Step 4 — Tonal Shift Detection
A novel needs tonal shifts — moments where the emotional register changes abruptly because life does that.
Scan for:
- Does the novel ever shift from serious to genuinely funny? (Not wry — funny.)
- Does the novel ever shift from tender to ugly?
- Does the novel ever shift from controlled to chaotic?
- Is there a scene that's in a completely different emotional key from everything around it?
- Can you identify the single funniest moment? The most disgusting? The most embarrassing? If you can't, those registers don't exist in the novel.
Emotional Range Score
EMOTIONAL COVERAGE REPORT:
Core emotions present:
✓ Sadness (well-covered)
✓ Love (well-covered)
✓ Fear (present but narrow — mostly anxiety, no terror)
✓ Hope (well-covered)
✗ Anger (mentioned but never fully expressed)
✗ Joy (present only as quiet contentment)
✗ Disgust (absent)
✗ Surprise (absent as genuine shock)
Complex emotions present:
✓ Nostalgia
✓ Guilt
✓ Loneliness
✗ Shame
✗ Jealousy
✗ Contempt
✗ Pettiness
✗ Humiliation
✗ Glee
✗ Awkwardness
✗ Boredom
✗ Spite
COVERAGE: 7/20 emotional registers (35%)
DOMINANT REGISTER: Prestige melancholy (72% of emotional content)
VERDICT: Severe emotional monotone. Novel operates in one octave.
Revision Guidance
For each missing or underrepresented emotion, identify the 2-3 scenes where it should naturally appear and describe how to rewrite the emotional core:
MISSING: Pettiness
SCENE: Ch. 8 — Sarah learns her ex is engaged
CURRENT: "Something shifted inside her. She wished them well, even as the ache settled in."
REWRITE DIRECTION: Sarah stalks the fiancée's Instagram. Finds a bad photo.
Screenshots it and sends it to her group chat with "lol." Feels a hot spike of
satisfaction. Then hates herself. Then looks at the photo again.
MISSING: Genuine humor
SCENE: Ch. 14 — the dinner party
CURRENT: "Warm laughter filled the room as old stories were shared."

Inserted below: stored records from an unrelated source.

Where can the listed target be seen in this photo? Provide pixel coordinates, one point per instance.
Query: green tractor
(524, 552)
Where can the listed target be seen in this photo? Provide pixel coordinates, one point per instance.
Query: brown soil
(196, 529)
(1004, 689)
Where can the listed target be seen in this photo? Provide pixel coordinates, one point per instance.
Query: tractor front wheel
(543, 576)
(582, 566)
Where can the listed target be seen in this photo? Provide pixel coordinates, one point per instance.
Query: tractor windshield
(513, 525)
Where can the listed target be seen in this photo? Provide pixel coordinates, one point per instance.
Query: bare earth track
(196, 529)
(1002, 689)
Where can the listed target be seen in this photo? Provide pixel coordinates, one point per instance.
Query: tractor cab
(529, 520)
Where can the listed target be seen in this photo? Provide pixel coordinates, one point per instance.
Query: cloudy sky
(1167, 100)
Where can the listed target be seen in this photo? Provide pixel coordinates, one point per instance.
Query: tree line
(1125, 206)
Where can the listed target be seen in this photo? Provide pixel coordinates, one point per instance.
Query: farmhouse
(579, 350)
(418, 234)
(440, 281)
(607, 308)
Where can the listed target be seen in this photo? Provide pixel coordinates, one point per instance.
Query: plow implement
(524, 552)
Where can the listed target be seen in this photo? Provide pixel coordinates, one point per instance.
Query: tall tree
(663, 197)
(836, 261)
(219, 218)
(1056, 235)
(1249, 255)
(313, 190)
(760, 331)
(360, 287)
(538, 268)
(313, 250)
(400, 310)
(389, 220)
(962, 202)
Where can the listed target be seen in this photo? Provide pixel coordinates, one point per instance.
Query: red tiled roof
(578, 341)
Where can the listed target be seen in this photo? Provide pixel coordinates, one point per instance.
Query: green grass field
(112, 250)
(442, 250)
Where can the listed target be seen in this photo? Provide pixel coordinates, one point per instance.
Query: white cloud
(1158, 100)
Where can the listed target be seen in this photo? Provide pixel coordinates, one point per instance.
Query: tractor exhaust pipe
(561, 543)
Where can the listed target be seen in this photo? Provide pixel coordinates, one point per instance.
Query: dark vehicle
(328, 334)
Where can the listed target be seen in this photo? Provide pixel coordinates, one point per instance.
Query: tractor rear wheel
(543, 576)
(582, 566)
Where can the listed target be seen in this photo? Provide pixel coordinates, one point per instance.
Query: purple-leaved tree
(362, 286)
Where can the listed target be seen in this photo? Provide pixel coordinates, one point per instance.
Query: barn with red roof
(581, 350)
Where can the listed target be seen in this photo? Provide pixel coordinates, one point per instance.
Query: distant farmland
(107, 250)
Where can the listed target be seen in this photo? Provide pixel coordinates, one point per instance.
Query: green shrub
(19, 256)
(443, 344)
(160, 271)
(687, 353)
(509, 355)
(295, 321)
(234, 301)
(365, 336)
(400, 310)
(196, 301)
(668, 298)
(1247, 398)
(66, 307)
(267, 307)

REWRITE DIRECTION: Someone tells a specific, actually funny story. Another
person laughs so hard wine comes out their nose. Someone else tries to one-up
it and bombs. The failed joke is funnier than the successful one. Write the
jokes. If the reader doesn't smile, the scene doesn't work.
Anti-Patterns
- Demanding every scene contain ugly emotions. A novel can have tender moments. The problem is when EVERY moment is tender.

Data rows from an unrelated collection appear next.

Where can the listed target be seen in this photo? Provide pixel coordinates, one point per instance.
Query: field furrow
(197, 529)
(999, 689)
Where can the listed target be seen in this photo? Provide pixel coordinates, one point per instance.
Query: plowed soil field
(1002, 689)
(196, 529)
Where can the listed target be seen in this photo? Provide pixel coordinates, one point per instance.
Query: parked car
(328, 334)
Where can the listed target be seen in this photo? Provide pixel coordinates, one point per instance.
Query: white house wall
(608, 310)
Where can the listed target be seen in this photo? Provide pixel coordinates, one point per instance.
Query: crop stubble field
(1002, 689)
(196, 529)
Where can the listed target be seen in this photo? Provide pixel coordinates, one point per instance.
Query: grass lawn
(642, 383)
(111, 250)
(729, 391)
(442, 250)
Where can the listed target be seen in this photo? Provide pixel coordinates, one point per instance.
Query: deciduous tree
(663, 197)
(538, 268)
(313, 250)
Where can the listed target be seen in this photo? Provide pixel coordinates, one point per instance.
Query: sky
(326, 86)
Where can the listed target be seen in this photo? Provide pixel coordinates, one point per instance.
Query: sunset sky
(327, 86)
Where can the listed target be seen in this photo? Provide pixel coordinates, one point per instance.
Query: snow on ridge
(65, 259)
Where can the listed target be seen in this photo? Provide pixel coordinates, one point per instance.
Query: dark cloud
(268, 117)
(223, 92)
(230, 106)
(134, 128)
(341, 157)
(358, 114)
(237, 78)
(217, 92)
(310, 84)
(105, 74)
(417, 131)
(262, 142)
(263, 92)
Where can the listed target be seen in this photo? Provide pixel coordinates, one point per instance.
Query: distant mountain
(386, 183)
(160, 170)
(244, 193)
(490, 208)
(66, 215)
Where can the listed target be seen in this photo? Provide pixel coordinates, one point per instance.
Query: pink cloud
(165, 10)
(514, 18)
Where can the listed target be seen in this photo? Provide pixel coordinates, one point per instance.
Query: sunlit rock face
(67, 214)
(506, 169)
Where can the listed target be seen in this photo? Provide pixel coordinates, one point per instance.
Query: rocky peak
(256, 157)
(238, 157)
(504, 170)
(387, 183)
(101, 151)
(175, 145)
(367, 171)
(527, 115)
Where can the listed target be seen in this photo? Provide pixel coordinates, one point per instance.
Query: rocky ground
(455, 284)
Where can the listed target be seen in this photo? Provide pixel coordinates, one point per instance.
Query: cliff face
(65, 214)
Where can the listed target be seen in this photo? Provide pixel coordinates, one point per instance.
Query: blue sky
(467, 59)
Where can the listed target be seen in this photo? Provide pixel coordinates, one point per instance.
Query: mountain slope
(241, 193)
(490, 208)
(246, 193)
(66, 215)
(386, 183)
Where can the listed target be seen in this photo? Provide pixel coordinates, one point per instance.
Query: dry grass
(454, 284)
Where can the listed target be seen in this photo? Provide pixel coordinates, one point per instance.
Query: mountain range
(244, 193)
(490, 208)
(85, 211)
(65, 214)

- Mistaking darkness for emotional range. Grimdark isn't the fix for prestige melancholy. The fix is the full spectrum — including joy, humor, and silliness.
- Telling the author to "add more anger." Emotion must arise from character and situation. The recommendation should be about which scenes are suppressing natural emotions, not about injecting emotions artificially.
- Ignoring genre. A cozy mystery and a literary thriller have different emotional spectrums. Calibrate expectations to what the story is trying to do.
- Assuming the author wants ugly emotions. Some authors intentionally write in a gentle register. This audit informs — the author decides whether to change.